Here are some ideas to consider.
When fish see red, does it think blood and a wounded animal? When it sees pink is it thinking gay prey?
When a bass strikes something out-of-this-world, do you wonder, what was it thinking? Just maybe it struck the lure because it didn't think or better yet CAN'T THINK. One angler I know made a good argument for not going nuts over what hue to use because unless working a lure in clear water, how does one know what hue a bass is seeing? A prime example is low light cloudy days and muddy water and colors that disappear fast below a certain depth. Crawfish change colors depending on the season. How does one know which color to match?
In my mind the emphasis for using lures is based on lure characteristics-in-combination regardless the season.
Simply put, we like a certain lure because it catches fish. BUT WHY? Here are a few things I take into consideration:
1. lure contrast
a. This includes color brightness such as fluorescent colors that stand out like a neon sign.
b. Laminate color contrast such as a darker color on one surface/ bright color on the other; bright tail color/dark body
c. Flash to include flakes in the plastic or on it's surface; spinning flashing blades (IE in-line)
In my mind, I want the color to contrast against where a fish is looking - the bottom, the surface or to the side. If the lure is black, I expect the lure's action will be primary (IE a skirted jig and action trailer). Color can be a trigger, but not for any reason except color emphasizes lure shape and action which bring me to:.
2. shape and size in combination that match the potential of a fish striking striking it
a. Sometimes less is better, smaller/finesse; at other times increased body bulk and maybe also length challenges a fish's territory regardless the size fish.
b. IMO certain lure profiles are programmed into a fish's DNA - depending on the fish in a specific water, keeping in mind that there are no guarantees of a universal shape appeal.
c. a fish's current aggressiveness that falls into a range from 1-5 determines what shapes and size fish will attack -IE pre-spawn fish in the shallows and school fish are very aggressive - activity range 5.
3. lure action/ vibration / lateral line stimulation/ lure speed
a. there are many that do better retrieved slowly with pauses; other do fine trolled at a medium speed but that have a bill-induced wobble (crankbaits, chatterbait).
b. a particular vibration-type picked up by sonic detection merits a close inspection of what a lure looks and acts like on various retrieves - which matters more than we know.
c. horizontal action vs vertical action are key considerations for choosing lure design and presentation. This coupled with lure speed in either direction determine a lure's success.
I'll bet every one of you who has caught bass or any other species over the years, inadvertently or intentionally has taken the above into consideration. Granted, you may use a color you think a fish thinks is a shad, but as was stated above, fish bite lures for different reason, the least of which is to chow down on only one prey species at a time.

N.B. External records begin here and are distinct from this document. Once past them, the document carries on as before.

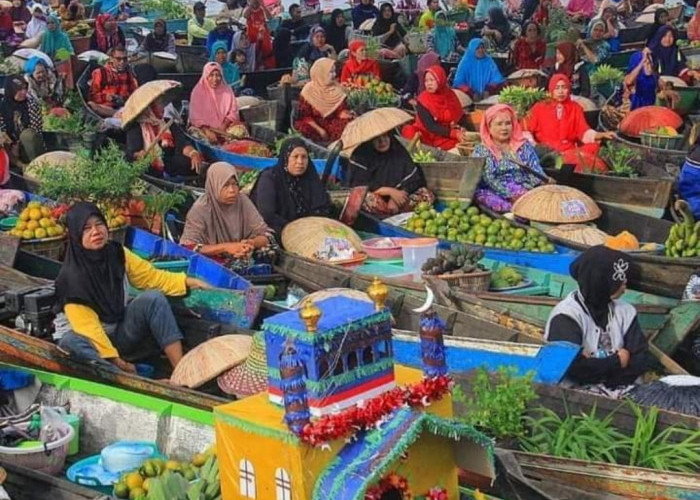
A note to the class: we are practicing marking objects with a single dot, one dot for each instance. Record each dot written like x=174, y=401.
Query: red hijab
x=355, y=67
x=443, y=104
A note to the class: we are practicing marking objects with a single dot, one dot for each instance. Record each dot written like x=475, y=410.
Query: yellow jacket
x=142, y=275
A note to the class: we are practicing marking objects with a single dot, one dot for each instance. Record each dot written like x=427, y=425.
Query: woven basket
x=471, y=283
x=556, y=204
x=51, y=248
x=118, y=234
x=671, y=142
x=306, y=236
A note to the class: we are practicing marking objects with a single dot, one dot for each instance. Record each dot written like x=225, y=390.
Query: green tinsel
x=330, y=383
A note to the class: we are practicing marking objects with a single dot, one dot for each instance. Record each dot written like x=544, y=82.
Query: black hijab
x=296, y=196
x=283, y=48
x=15, y=114
x=394, y=168
x=93, y=278
x=335, y=35
x=599, y=272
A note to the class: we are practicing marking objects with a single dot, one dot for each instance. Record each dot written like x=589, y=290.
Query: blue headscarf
x=644, y=85
x=475, y=73
x=231, y=72
x=444, y=36
x=55, y=40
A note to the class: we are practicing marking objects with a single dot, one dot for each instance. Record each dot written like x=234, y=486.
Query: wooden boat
x=650, y=193
x=629, y=482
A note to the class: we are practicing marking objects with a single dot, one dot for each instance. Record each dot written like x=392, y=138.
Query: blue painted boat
x=557, y=262
x=548, y=362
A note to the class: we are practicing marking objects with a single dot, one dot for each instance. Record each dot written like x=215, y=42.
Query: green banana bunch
x=684, y=237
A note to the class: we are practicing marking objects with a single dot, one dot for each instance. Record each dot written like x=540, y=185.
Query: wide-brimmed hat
x=144, y=96
x=370, y=126
x=210, y=359
x=250, y=377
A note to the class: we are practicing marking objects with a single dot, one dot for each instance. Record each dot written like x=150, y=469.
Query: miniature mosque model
x=340, y=420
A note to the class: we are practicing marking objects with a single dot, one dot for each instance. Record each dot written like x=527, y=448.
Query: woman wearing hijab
x=173, y=153
x=359, y=64
x=284, y=57
x=224, y=220
x=38, y=23
x=21, y=121
x=213, y=105
x=159, y=40
x=560, y=124
x=530, y=49
x=661, y=19
x=323, y=112
x=510, y=158
x=362, y=12
x=566, y=63
x=614, y=349
x=484, y=6
x=596, y=49
x=291, y=189
x=497, y=30
x=107, y=34
x=242, y=42
x=580, y=10
x=42, y=83
x=337, y=31
x=396, y=184
x=316, y=47
x=641, y=80
x=668, y=58
x=54, y=39
x=477, y=73
x=443, y=37
x=440, y=118
x=390, y=32
x=103, y=324
x=230, y=71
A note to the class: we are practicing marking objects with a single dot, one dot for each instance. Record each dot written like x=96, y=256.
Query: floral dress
x=504, y=181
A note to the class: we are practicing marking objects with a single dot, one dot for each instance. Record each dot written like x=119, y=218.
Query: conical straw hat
x=306, y=236
x=556, y=204
x=579, y=233
x=143, y=97
x=250, y=377
x=210, y=359
x=371, y=125
x=58, y=159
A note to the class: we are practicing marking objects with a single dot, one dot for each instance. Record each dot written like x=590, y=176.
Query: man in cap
x=198, y=27
x=222, y=32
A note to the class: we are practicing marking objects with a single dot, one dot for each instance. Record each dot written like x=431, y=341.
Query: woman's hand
x=197, y=284
x=123, y=365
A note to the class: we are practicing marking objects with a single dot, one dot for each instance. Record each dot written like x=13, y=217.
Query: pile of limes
x=36, y=222
x=467, y=225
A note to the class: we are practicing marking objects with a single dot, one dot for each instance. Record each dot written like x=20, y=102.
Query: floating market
x=364, y=250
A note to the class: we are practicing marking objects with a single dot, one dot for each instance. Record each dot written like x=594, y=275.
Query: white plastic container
x=416, y=251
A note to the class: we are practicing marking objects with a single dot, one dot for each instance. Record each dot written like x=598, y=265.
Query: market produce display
x=684, y=237
x=37, y=221
x=457, y=260
x=468, y=225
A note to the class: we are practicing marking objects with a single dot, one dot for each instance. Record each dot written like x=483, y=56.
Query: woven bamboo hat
x=306, y=236
x=371, y=125
x=582, y=234
x=556, y=204
x=144, y=96
x=58, y=159
x=250, y=377
x=210, y=359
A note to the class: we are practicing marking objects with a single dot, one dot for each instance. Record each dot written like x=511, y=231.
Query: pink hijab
x=517, y=139
x=211, y=107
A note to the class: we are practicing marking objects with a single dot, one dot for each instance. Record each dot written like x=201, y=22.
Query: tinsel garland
x=374, y=411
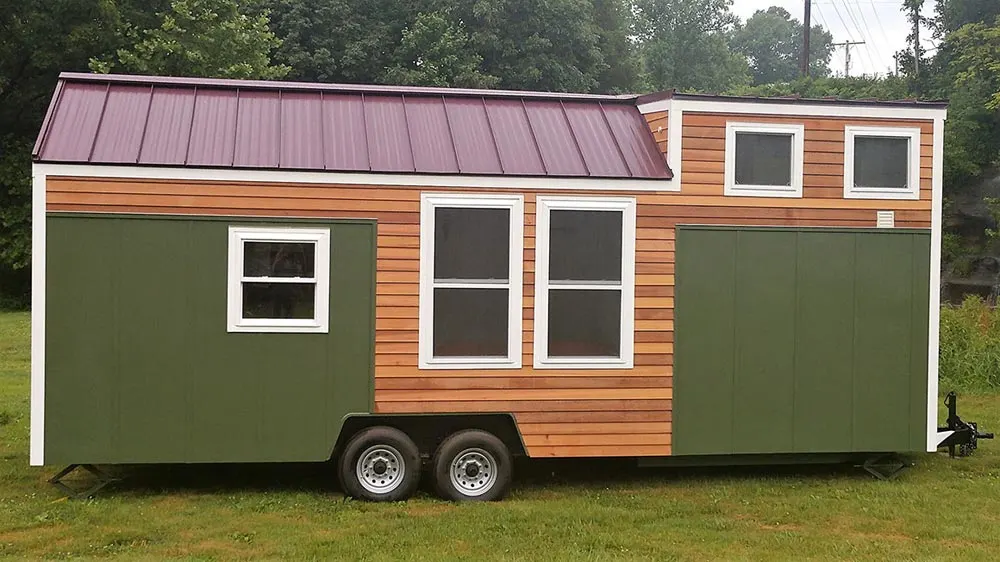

When it comes to colors, I have a limited range of say 5-10 colors I use depending on the lure and they are a secondary consideration when it comes to lure shape, size and action - IN COMBINATION. Please consider watching how a favorite lure acts as compared to similar lures. There's got to be something that sets it apart. Example: not all soft sticks like the Senko do well. Why? Lure action speaks the LOUDEST !!!
Finally, LURES IN GENERAL CONTRAST WITH ANYTHING THAT SWIMS, CRAWLS OR SCURRIES WHERE FISH LIVE. A buzzbait going a steady 1'/second is like nothing a fish has ever seen or heard. A spinnerbait with a huge willow leaf blade emitting super-bright strobe-like flashes is like nothing bass have ever seen yet they strike. Nothing swims like a skirted jig with Rage Tail trailer, yet bass attack it either swimming the lure or working it on the bottom. Examples of unnatural lure contrasts that catch fish of any species are unlimited !
I've come to believe that based on the hypersensitivity of fish senses such as vibration and odor detection as well as amazing underwater vision, what I want to match when choosing lures are those characteristics that 1. get and hold a fish's attention long enough to 2. start the biological strike sequence. Label it match-the-hatch, feeding, curiosity or anything else, but lure action-by-design is key.
Note: Angler input is a big part of the combination. Used incorrectly, no lure will work on average no matter how great its design.
One last point about color. I'm superstitious when it comes to color choices in that if I find a few that work for certain lures, that's all I use - anytime; there being a different set for another lure type. There's no reason to go nuts with colors as long as I have confidence in colors that allow lure contrast components that define lure shape and size and visually enhance lure action.